GLM – Should Numerical Variables be Transformed to Categorical Variables in GLM?

biostatisticscategorical datageneralized linear modelr

I'm building a GLM with couple of variables and I have a problem with how to organize my data. I have both numerical and categorical data and I'm struggling as to how should I structure 3 variables.

I build a model to see if a toxin in fish is influenced by environmental and biological data. All biological variables such as sex, growth, condition etc. are measured per sample. However, I want to include in the model environmental variables that have the same values for all individuals (samples) in each population. Here I give an example:

Lake toxin V1 V2 V3 V7 PC1 PC2 PC3
Lake1 6.642662 -24.40677 8.175274 6.626065 2 -4.391045706 -0.709131522 1.115037248
Lake1 6.237877 -23.35143 7.214446 7.598336 2 -4.391045706 -0.709131522 1.115037248
Lake2 7.131938 -25.206 9.587 4.296624 1 -3.052061784 -0.634795567 0.615332691
Lake2 7.106172 -24.677 9.998 6.047108 2 -3.052061784 -0.634795567 0.615332691
Lake2 7.634661 -25.758 10.095 8.383605 1 -3.052061784 -0.634795567 0.615332691
Lake3 8.066581 -26.906 10.433 3.988736 2 -3.104092579 0.303914076 0.271016783
Lake4 6.217926 -29.099 6.499 5.39643 2 -2.723297999 -0.068871926 -1.89359307

The table presents 7 samples from 4 lakes. I want to test if the toxin can be influenced by all factors included in the table (from column V1 to column PC3). Variables V1, V2 and V3 are numerical (i.e. growth, condition). Variable V7 (i.e. sex) is categorical. All 4 biological factors are unique to each sample. Now, I have PCA values that describe environmental variables. PC1 describes climatic gradient, PC2 – catchment properties and PC3 – lake characteristics. These variables are unique per lake, so the values repeat for all samples in each population (lake). The numbers themselves don't matter, what's important is the distance between numbers, that describes i.e. how much warmer and more productive is Lake1 from Lake2 on a scale of all lakes.

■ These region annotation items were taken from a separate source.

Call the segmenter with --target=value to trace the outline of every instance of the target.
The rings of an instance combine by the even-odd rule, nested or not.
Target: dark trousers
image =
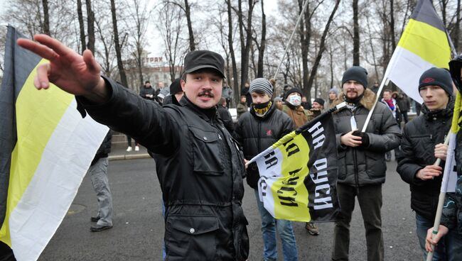
[[[337,184],[337,193],[344,220],[335,222],[332,260],[348,260],[350,222],[355,209],[355,197],[358,197],[366,230],[367,260],[381,261],[384,259],[380,213],[382,184],[361,187],[358,191],[354,187]]]

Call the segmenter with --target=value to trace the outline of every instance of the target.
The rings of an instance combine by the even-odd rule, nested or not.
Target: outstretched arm
[[[36,35],[33,40],[18,39],[19,46],[50,61],[37,68],[33,83],[38,89],[48,89],[50,82],[63,91],[83,96],[95,103],[109,99],[108,89],[101,77],[100,65],[92,52],[86,50],[80,55],[56,39],[46,35]]]

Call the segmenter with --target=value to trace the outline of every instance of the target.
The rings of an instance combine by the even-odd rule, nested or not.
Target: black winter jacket
[[[96,121],[152,152],[162,189],[166,260],[245,260],[244,161],[215,109],[187,98],[161,107],[110,79],[109,101],[77,100]]]
[[[444,143],[451,128],[453,101],[446,109],[431,112],[426,106],[422,114],[408,122],[403,130],[397,171],[411,189],[411,208],[425,218],[434,221],[443,175],[421,180],[417,172],[435,163],[435,145]],[[439,165],[444,168],[444,162]]]
[[[273,104],[264,117],[255,115],[252,109],[239,118],[235,130],[236,140],[242,146],[244,157],[249,160],[270,147],[294,129],[294,122],[287,114],[278,110]],[[257,165],[253,163],[247,170],[247,184],[257,189],[260,177]]]
[[[385,152],[398,147],[401,139],[401,130],[387,105],[377,102],[375,106],[366,128],[368,147],[353,148],[340,143],[340,137],[352,130],[352,116],[358,129],[362,129],[375,101],[374,92],[366,89],[354,111],[345,107],[333,114],[338,151],[338,183],[358,187],[385,182]],[[333,106],[342,101],[343,98],[340,95]]]

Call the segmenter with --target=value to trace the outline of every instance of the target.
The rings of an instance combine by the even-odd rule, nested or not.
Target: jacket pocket
[[[222,175],[224,170],[222,139],[213,130],[205,130],[190,126],[193,134],[193,171],[209,175]]]
[[[338,152],[338,179],[345,180],[347,174],[346,150]],[[350,153],[351,152],[350,151]]]
[[[213,216],[168,216],[166,260],[215,260],[218,228],[218,219]]]

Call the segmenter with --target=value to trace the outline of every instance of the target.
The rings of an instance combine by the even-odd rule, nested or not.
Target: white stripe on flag
[[[456,183],[457,182],[457,171],[456,168],[456,133],[449,134],[449,144],[448,153],[444,165],[444,173],[441,182],[441,192],[456,192]]]
[[[59,227],[108,128],[75,109],[73,100],[48,140],[9,218],[18,260],[36,260]]]
[[[435,65],[400,46],[397,46],[389,65],[388,79],[408,96],[421,104],[424,101],[419,94],[419,79],[424,72]]]
[[[268,165],[265,163],[265,158],[263,157],[259,158],[259,160],[256,161],[256,163],[259,170],[267,170],[264,177],[262,176],[262,172],[260,171],[260,179],[258,181],[258,194],[259,196],[260,201],[263,202],[264,208],[272,214],[272,216],[276,216],[274,212],[274,199],[273,198],[273,192],[272,191],[271,188],[273,185],[273,182],[274,182],[275,180],[277,180],[278,178],[282,177],[281,169],[284,155],[282,155],[279,148],[276,148],[274,150],[266,150],[265,151],[269,152],[272,150],[274,153],[272,157],[277,159],[277,162],[275,165],[267,167]]]

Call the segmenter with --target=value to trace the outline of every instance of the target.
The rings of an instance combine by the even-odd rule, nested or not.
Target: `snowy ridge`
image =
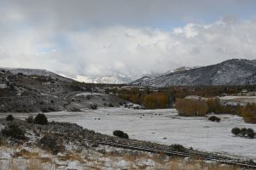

The question is, can I use PC1, PC2 and PC3 as.numeric() in the GLM model? Even though the variables are not continuous, but rather have class / are grouped? Or should I use PC1, PC2 and PC3 as.factor()? If I use all PCA as a factor then the order is important because the lowest value of PC1 is in Lake1, but the lowest PC2 value has Lake4.

Or perhaps both are wrong and there is a different approach?
I'd appreciate any help.

Best Answer

There's no problem with a "continuous" predictor having only a fixed set of values. That happens all the time in designed experiments. What you won't be able to do is include both Lake and your PCs as predictors, as when you know the set of PCs you also know the Lake--that set of predictors isn't linearly independent.

That said, I also agree with the interpretability issue raised in a comment by @danlooo. Principal components can be hard to interpret, although I appreciate that PCA is often used in this type of study. Consider, perhaps, a model that uses ridge regression on the environmental variables while keeping the other predictors unpenalized. That's basically a weighted principal-component regression rather than an all-or-none selection of components, and would more directly provide (penalized) coefficients for each of the environmental variables.

With respect to coding Sex (V7): the 1/2 coding you show might lead to trouble when interpreting the intercept of your model; the intercept might be the predicted outcome value when Sex = 0. The model and predictions from it will still be OK, but you and your readers might be less confused if you use 0/1 coding for dichotomous predictors.